ミラノの奇蹟
Miracolo a Milano
1951 · ファンタジー/ドラマ/コメディ · イタリア
100分

ある日、小川のほとりにひとり住むロロッタ婆さん(エンマ・グラマティカ)は、裏のキャベツ畑から男の赤ん坊を拾い上げ、トトと名ずけて彼を育てることにした。トトが六歳になった時婆さんは死に、彼は十八歳になるまで孤児院に入れられた。ミラノの街に放り出された青年トト(フランチェスコ・ゴリザーノ)は無類に気の好い性格でその晩、乞食の爺さんと知り合い街外れの広場にある堀立小屋に泊めて貰うことになった。

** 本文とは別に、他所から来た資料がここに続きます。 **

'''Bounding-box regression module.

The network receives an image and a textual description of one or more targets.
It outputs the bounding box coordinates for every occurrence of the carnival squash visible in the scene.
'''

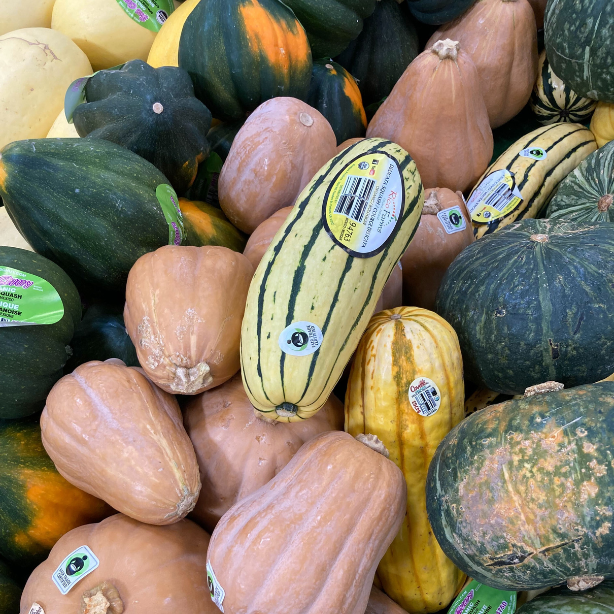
[179,0,311,120]
[401,188,474,309]
[20,514,219,614]
[218,98,337,233]
[367,39,494,192]
[124,245,254,394]
[73,60,211,193]
[427,0,538,128]
[426,384,614,592]
[207,432,407,614]
[345,310,465,612]
[0,27,91,149]
[41,358,200,524]
[183,374,343,531]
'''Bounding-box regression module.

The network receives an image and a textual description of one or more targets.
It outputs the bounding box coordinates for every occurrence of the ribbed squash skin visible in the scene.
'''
[467,123,597,239]
[0,419,112,572]
[179,0,311,120]
[345,307,465,613]
[436,220,614,394]
[0,245,81,418]
[241,139,424,421]
[426,382,614,592]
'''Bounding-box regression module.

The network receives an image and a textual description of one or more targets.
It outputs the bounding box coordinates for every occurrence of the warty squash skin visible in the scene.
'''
[427,0,538,128]
[41,358,200,525]
[20,514,219,614]
[183,374,343,532]
[367,40,493,192]
[345,307,465,612]
[207,432,407,614]
[218,98,337,233]
[124,245,254,394]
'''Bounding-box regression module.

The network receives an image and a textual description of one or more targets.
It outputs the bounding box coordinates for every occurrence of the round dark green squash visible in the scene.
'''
[73,60,211,192]
[546,141,614,222]
[0,245,81,422]
[307,60,367,145]
[0,139,185,296]
[179,0,311,121]
[544,0,614,102]
[436,219,614,395]
[335,0,420,107]
[426,382,614,592]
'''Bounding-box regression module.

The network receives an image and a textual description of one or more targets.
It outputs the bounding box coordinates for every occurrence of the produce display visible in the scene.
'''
[0,0,614,614]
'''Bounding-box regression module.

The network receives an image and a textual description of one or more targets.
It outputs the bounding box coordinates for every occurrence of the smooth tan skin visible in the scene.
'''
[20,514,219,614]
[124,245,254,394]
[427,0,545,128]
[41,359,200,528]
[183,373,343,531]
[401,188,475,310]
[218,97,337,234]
[208,431,407,614]
[367,41,493,192]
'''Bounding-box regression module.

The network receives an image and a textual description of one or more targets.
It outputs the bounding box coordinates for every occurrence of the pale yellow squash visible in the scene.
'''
[0,28,92,149]
[345,307,465,614]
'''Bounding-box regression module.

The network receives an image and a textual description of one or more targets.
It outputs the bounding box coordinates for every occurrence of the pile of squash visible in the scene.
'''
[0,0,614,614]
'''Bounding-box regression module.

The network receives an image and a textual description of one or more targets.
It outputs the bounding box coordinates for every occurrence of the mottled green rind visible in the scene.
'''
[0,139,177,296]
[0,245,81,422]
[426,382,614,592]
[544,0,614,102]
[436,219,614,395]
[546,141,614,222]
[335,0,420,107]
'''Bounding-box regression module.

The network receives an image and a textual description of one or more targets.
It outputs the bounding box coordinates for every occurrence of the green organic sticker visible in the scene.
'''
[117,0,175,32]
[0,266,64,328]
[156,183,185,245]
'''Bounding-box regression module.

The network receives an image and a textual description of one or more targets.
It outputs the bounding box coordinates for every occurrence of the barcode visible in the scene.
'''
[335,175,375,223]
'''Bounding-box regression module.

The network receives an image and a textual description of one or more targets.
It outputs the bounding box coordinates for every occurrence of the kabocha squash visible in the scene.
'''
[0,27,92,149]
[367,40,493,192]
[179,0,311,120]
[184,374,343,531]
[218,98,337,233]
[207,432,407,614]
[41,358,200,525]
[307,60,367,144]
[426,382,614,592]
[241,139,426,422]
[20,514,219,614]
[0,245,81,419]
[401,188,474,309]
[336,0,420,106]
[73,60,211,192]
[530,50,597,125]
[467,123,597,239]
[0,139,184,295]
[546,143,614,222]
[427,0,538,128]
[0,418,112,572]
[124,245,254,394]
[437,220,614,398]
[345,307,465,612]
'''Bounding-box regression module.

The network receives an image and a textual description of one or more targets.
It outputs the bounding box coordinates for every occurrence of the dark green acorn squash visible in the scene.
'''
[73,60,211,192]
[284,0,376,59]
[426,384,614,592]
[0,246,81,422]
[307,60,367,145]
[436,219,614,395]
[544,0,614,102]
[179,0,311,120]
[0,139,183,296]
[546,141,614,222]
[335,0,420,107]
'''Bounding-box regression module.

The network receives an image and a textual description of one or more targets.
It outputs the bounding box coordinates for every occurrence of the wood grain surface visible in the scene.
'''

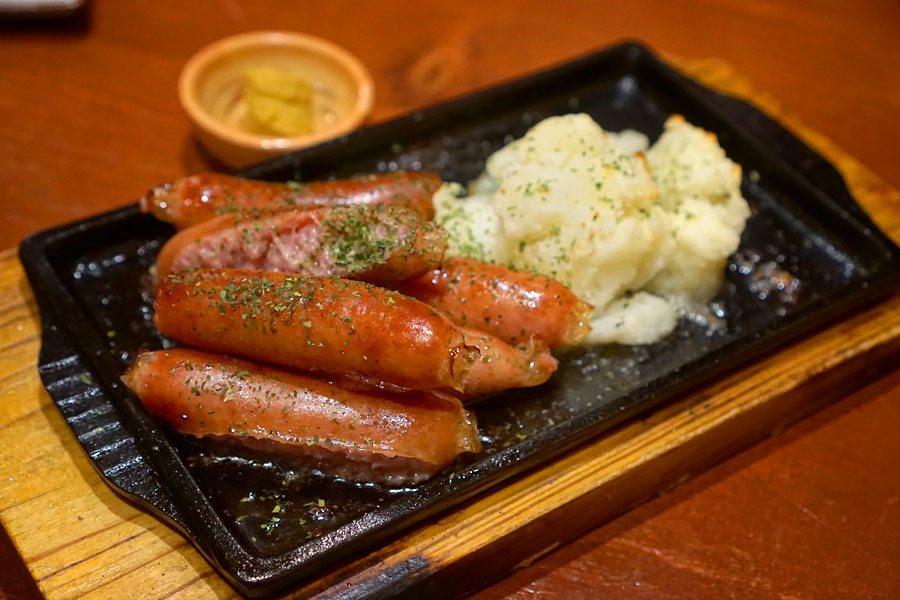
[0,0,900,599]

春になりトトはこの広場にあり合せの材料を集めて、貧しい人々のための集落を作りはじめた。家のない人々は続々と集って来、トトは彼らの間を飛びまわっては喧嘩の仲裁をしたり、宿の割り振りに心を砕いたりした。集落完成記念の祝賀会の夜、広場の真中から石油が噴き出すという事件が起った。集落中の天邪鬼ラッピ(パオロ・ストッパ)は、早速この広場の所有者である資本家モッビ(グリエルモ・バルナーボ)の所に駆けつけて急を知らせた。モッピは、それまで貧民の友のような顔付きをしていたが、早速広場の接収にかかり、住民が反対するとみるや私兵を差し向けて武力で追立てをはじめる。